Matthias schaute zu ihr hoch, und in seinen Augen standen Verzweiflung und Resignation.

»Ich liebe dich auch, Moni, mehr als mein Leben. Erst durch die Stunden mit dir hab ich erfahren, was Glücklichsein heißt. Aber ich kann dich niemals bitten, meine Frau zu werden. Mit mir auf dem Mörderhof zu leben …«

»Sag das nicht mehr, nie mehr«, unterbrach sie ihn. Ihr Gesicht war unter der Bräune bleich geworden. Matthias lachte heiser.

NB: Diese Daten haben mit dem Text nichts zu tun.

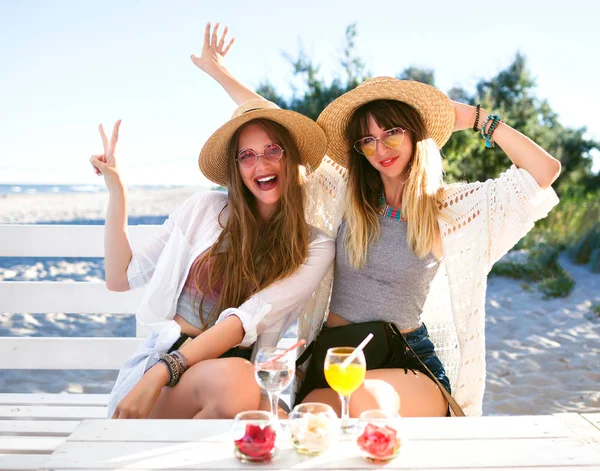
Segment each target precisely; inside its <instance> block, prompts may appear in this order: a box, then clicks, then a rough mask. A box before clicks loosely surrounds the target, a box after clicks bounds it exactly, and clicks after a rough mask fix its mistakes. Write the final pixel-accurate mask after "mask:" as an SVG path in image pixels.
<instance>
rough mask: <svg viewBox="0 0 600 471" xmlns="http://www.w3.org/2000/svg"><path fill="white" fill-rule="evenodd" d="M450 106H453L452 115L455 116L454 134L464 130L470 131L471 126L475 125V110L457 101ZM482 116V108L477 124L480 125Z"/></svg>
mask: <svg viewBox="0 0 600 471" xmlns="http://www.w3.org/2000/svg"><path fill="white" fill-rule="evenodd" d="M452 104H453V105H454V114H455V116H456V121H455V122H454V132H456V131H462V130H464V129H472V128H473V124H475V109H476V108H475V107H474V106H471V105H466V104H464V103H459V102H458V101H452ZM483 114H484V110H483V108H482V109H481V111H480V115H479V124H481V121H482V119H483Z"/></svg>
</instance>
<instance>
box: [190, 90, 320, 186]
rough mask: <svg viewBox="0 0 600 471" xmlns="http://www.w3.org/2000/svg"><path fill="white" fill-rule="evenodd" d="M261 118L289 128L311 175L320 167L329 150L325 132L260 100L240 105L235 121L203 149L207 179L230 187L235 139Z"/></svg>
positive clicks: (305, 116) (297, 117)
mask: <svg viewBox="0 0 600 471" xmlns="http://www.w3.org/2000/svg"><path fill="white" fill-rule="evenodd" d="M259 118H262V119H268V120H271V121H274V122H276V123H278V124H281V125H282V126H283V127H284V128H286V129H287V131H288V132H289V133H290V136H291V137H292V139H293V140H294V142H295V143H296V147H298V151H299V153H300V164H301V165H304V166H305V167H306V169H307V172H311V171H313V170H314V169H316V168H317V167H318V166H319V164H320V163H321V160H322V159H323V156H324V155H325V150H326V148H327V139H326V138H325V134H324V133H323V131H322V129H321V128H320V127H319V126H318V125H317V124H316V123H315V122H314V121H313V120H312V119H310V118H307V117H306V116H303V115H301V114H300V113H296V112H295V111H289V110H282V109H281V108H279V107H278V106H277V105H276V104H275V103H272V102H270V101H267V100H264V99H259V98H256V99H252V100H249V101H247V102H245V103H244V104H242V105H240V106H239V107H238V108H237V109H236V110H235V111H234V113H233V116H232V117H231V119H230V120H229V121H227V122H226V123H225V124H224V125H223V126H221V127H220V128H219V129H217V130H216V131H215V132H214V133H213V134H212V136H210V137H209V138H208V140H207V141H206V143H205V144H204V146H203V147H202V150H201V151H200V156H199V157H198V165H199V166H200V171H201V172H202V173H203V174H204V176H205V177H206V178H208V179H209V180H211V181H213V182H215V183H217V184H219V185H223V186H227V183H228V173H229V172H228V165H227V159H228V158H229V155H228V154H227V152H228V150H229V144H230V142H231V138H232V137H233V135H234V134H235V132H236V131H237V130H238V129H239V128H240V127H241V126H243V125H244V124H246V123H247V122H249V121H252V120H253V119H259Z"/></svg>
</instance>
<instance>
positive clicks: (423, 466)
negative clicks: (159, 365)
mask: <svg viewBox="0 0 600 471" xmlns="http://www.w3.org/2000/svg"><path fill="white" fill-rule="evenodd" d="M403 422H404V427H405V433H406V436H407V442H406V444H405V446H404V448H403V449H402V451H401V453H400V455H399V456H398V457H397V458H396V459H395V460H393V461H391V462H389V463H388V464H387V465H385V466H381V465H380V466H378V465H373V464H370V463H368V462H366V461H364V460H363V459H361V458H360V457H359V456H358V452H357V449H356V448H355V445H354V442H353V441H352V440H350V439H346V440H341V441H339V442H338V443H337V444H336V445H335V447H334V448H332V449H330V450H329V451H328V452H326V453H324V454H323V455H320V456H316V457H308V456H301V455H298V454H297V453H296V452H295V451H294V450H293V449H292V447H291V443H289V442H286V443H284V444H283V446H281V447H280V449H279V451H278V454H277V456H276V457H275V458H274V459H273V461H272V462H271V463H269V464H260V465H247V464H246V465H244V464H241V463H239V462H238V461H237V460H236V459H235V458H234V456H233V451H232V449H233V443H232V440H231V437H230V435H229V428H230V426H231V421H229V420H162V421H161V420H123V421H115V420H85V421H83V422H82V423H81V424H80V425H79V426H78V427H77V428H76V429H75V431H74V432H73V433H72V434H71V435H70V436H69V437H68V438H67V439H66V440H65V441H64V442H63V443H62V444H61V445H60V446H59V447H58V448H57V449H56V450H55V451H54V453H52V454H51V455H48V457H47V460H45V461H44V462H43V465H42V468H43V469H53V470H55V469H56V470H58V469H80V470H88V469H136V470H138V469H165V470H166V469H213V470H217V469H257V468H261V469H278V470H283V469H328V470H348V469H371V468H378V467H385V468H387V469H403V470H406V469H419V470H442V469H444V470H450V469H451V470H453V471H458V470H466V469H483V468H485V469H486V470H494V471H500V470H515V469H528V470H535V471H540V470H548V471H550V470H552V471H557V470H590V471H591V470H600V428H599V427H600V414H559V415H553V416H514V417H477V418H474V417H467V418H452V419H448V418H430V419H426V418H420V419H403Z"/></svg>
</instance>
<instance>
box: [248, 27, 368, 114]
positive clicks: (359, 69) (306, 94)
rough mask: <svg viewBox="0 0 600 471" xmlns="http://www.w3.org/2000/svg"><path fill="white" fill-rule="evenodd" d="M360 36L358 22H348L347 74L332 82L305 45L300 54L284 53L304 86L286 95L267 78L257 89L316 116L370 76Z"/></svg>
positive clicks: (272, 97)
mask: <svg viewBox="0 0 600 471" xmlns="http://www.w3.org/2000/svg"><path fill="white" fill-rule="evenodd" d="M356 36H357V32H356V24H352V25H350V26H348V27H347V28H346V34H345V37H344V47H343V50H342V55H341V58H340V65H341V67H342V70H343V75H342V76H340V75H338V76H336V77H335V78H334V79H333V80H332V81H331V82H330V83H327V82H326V81H325V80H324V79H323V78H322V76H321V74H320V67H319V66H318V65H316V64H315V63H314V62H313V61H312V59H310V58H309V57H307V55H306V53H305V52H304V51H303V50H302V49H301V50H300V52H299V54H298V57H296V58H292V57H291V56H289V55H288V54H285V53H284V57H286V58H287V59H288V60H289V62H290V64H291V65H292V67H293V70H294V74H295V75H297V76H300V77H302V79H303V82H304V86H303V88H302V90H300V91H297V90H296V91H295V92H294V94H293V95H292V97H291V98H289V99H286V98H285V97H283V96H282V95H280V94H279V93H278V92H277V90H276V89H275V87H274V86H273V85H272V84H271V83H270V82H269V81H264V82H262V83H261V84H260V85H259V87H258V89H257V90H256V92H257V93H258V94H260V95H262V96H264V97H265V98H267V99H268V100H271V101H273V102H274V103H277V104H278V105H279V106H281V107H282V108H286V109H290V110H294V111H297V112H299V113H302V114H304V115H305V116H308V117H310V118H312V119H315V120H316V119H317V117H318V116H319V114H320V113H321V111H323V109H325V107H326V106H327V105H328V104H329V103H331V102H332V101H333V100H335V99H336V98H337V97H339V96H341V95H343V94H344V93H346V92H347V91H348V90H352V89H353V88H355V87H356V86H357V85H358V84H359V83H361V82H363V81H364V80H366V79H367V78H368V75H367V73H366V72H365V66H364V63H363V61H362V60H361V59H360V58H359V57H358V56H357V55H356V50H355V48H356V45H355V40H356Z"/></svg>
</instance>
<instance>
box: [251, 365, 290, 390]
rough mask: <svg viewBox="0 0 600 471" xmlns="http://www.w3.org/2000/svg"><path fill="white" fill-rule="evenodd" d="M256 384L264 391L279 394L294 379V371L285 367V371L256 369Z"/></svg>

»So nennt man meinen Hof doch unten im Dorf. Du wärest die Bäuerin vom Mörderhof. Stell dir das Gesicht deines Vaters vor.«

»Deine Mutter ist keine Mörderin, ich glaub es net«, sagte Monika, »und wenn sie wirklich geschossen hat, dann nur in Notwehr. So wie es mein Vater ausgesagt hat. Dann kann er doch nix dagegen haben, wenn ich dich liebe.«

»Er ist nicht ein einziges Mal in unser Haus gekommen«, stieß Matthias voller Bitterkeit hervor, »er hat meiner Mutter in dieser schlimmen Zeit nicht beigestanden. Und sonntags in der Kirche geht er an uns vorüber, als wären wir Aussätzige. Wenn er damals zu uns gehalten hätte, hätte es so manch anderer im Dorf auch getan. Aber so haben wir alles verloren, unsere wenigen Freunde und unsere Ehre.«

»Aber du hast mich, vergiss das net, Matthias«, sagte sie leise, und er sah die Tränen in ihren Augen glitzern. Er blies das Kerzenlicht aus und nahm das Madl ganz fest in seine Arme.

***

Walter Kimpfler schenkte zum zweiten Male die Gläser voll. Von Wein verstand der alte Lehrer recht viel, und er bevorzugte die leichten Südtiroler Weine. Ein Freund von ihm war ebenfalls Lehrer unten in Bozen. Wenn der zu ihm kam, dann brachte er ihm so manchen guten Tropfen mit.

»Ja, das war eine seltsame Sache damals«, sagte er nachdenklich zu Karin Hasler. »Ich war mit dem Lechner-Heinrich gut befreundet. Der Matthias war immer der Klassenbeste, und er hätt das Zeug zum Studieren gehabt. Daraus ist ja dann nichts geworden. Aber warum interessieren Sie sich gerade für die Leute vom Lechnerhof?«

»Weil ich den jungen Bauern heut getroffen hab und sein Verhalten mehr als merkwürdig war«, erklärte Karin.

Seit der kurzen Begegnung sah sie das markante Männergesicht immer wieder vor Augen.

»Ich bin vor dem Marterl gestanden und erschrocken, wie er gekommen ist. Weil ich gedacht hab, der Tote steht vor mir.«

Walter Kimpfler nickte.

»Ja, er ist dem Heinrich wie aus dem Gesicht geschnitten, der Bub. Von der zarten Mutter hat er gar nix. Eine schöne Frau, die Eva Lechner, auch heute noch, nach allem, was sie hat durchmachen müssen.«

»Darf ich es erfahren?«, fragte Karin.

Der alte Mann lehnte sich auf seinem Stuhl zurück und begann zu erzählen.

»Es war eine merkwürdige Geschichte damals. Die Eva kam als blutjunges Dirndl aus der Stadt in unser Dorf und sorgte für Aufregung unter den jungen Burschen. Als Bedienung hat sie beim Kirchenwirt gearbeitet, und am meisten hat ihr damals der Schrattinger-Albert nachgestellt. Der Schrattingerhof ist der größte und schönste in Niederndorf, und für den alten Bauern wär es undenkbar gewesen, dass sich sein einziger Sohn mit einer Kellnerin verheiratet.«

Als der pensionierte Lehrer kurz verstummte, war nur das Knistern der Scheite im Kachelofen zu hören.

»Der Albert war damals sowieso schon der Anna, seiner jetzigen Frau, versprochen, aber das hat ihn nicht daran gehindert, der Eva nachzustellen. Wir waren alle verwundert, als die plötzlich dem Heinrich Lechner ihr Jawort gegeben hat. Der Heinrich war genau das Gegenteil vom Albert. Ruhig, zuverlässig und hilfsbereit. Sein Hof war zwar klein, aber er war immer fröhlich und im Dorf sehr beliebt. Er vergötterte seine Frau.«

Wie gebannt lauschte Karin seinen Worten.